Othello Credit: Tristram Kenton
Othello Credit: Tristram Kenton
Othello Credit: Tristram Kenton

There is a fast and forceful physicality to Frantic Assembly’s trimmed down Othello first performed in 2008 and now touring with a different cast.

The characters are almost always in motion: the men with a tough dangerous edge, the three women usually on the margins of the drinking, the games and the arguments in this seedy looking pub where all but two scenes take place.

The show opens with the characters moving to the pounding musical rhythms of Hybrid, sometimes dancing briefly alongside each other or perhaps suddenly jumping onto the snooker table that sits centre-stage.

That table is later the scene of the only really sensual encounter between Othello (Michael Akinsulire) and Desdemona (Chanel Waddock) and becomes the place where towards the end of the play he brutally strangles her.

Violence always feels close to the surface in this production.
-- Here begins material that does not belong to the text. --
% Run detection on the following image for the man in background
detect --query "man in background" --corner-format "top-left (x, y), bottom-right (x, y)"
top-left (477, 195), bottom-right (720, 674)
Very early on, there is a vivid fight sequence. Cassio (Tome Gill) restlessly walks the pub waving a baseball bat, so we can hardly be surprised that after a few drinks he is ready to fight everyone.

The plot follows the play’s storyline, keeping its essential elements transposed from the people at the top of society to the roughest end of a working class community. But the cuts have a cost. There is too little to either appreciate the love between Desdemona and Othello or the reasons why Othello should so quickly accept Iago’s lies about Desdemona.

The cuts include a good deal of Emilia (Kirsty Stuart) and Desdemona, the former being reduced to a sketch, though it does include her brilliant speech about men being all stomachs and women their food. Unfortunately, there is less to really engage with on the issue of domestic violence and the abuse of women.

The men who roam the stage have a hyper-masculinity that occasionally evokes laughter, as for instance when Othello says of Desdemona, “I will chop her into pieces.”

This is a very visual production with an engaging cast who, in particular Joe Layton as Iago, give a vivid, entertaining performance, but the central issues of racism and women’s oppression were somewhat eclipsed in the process.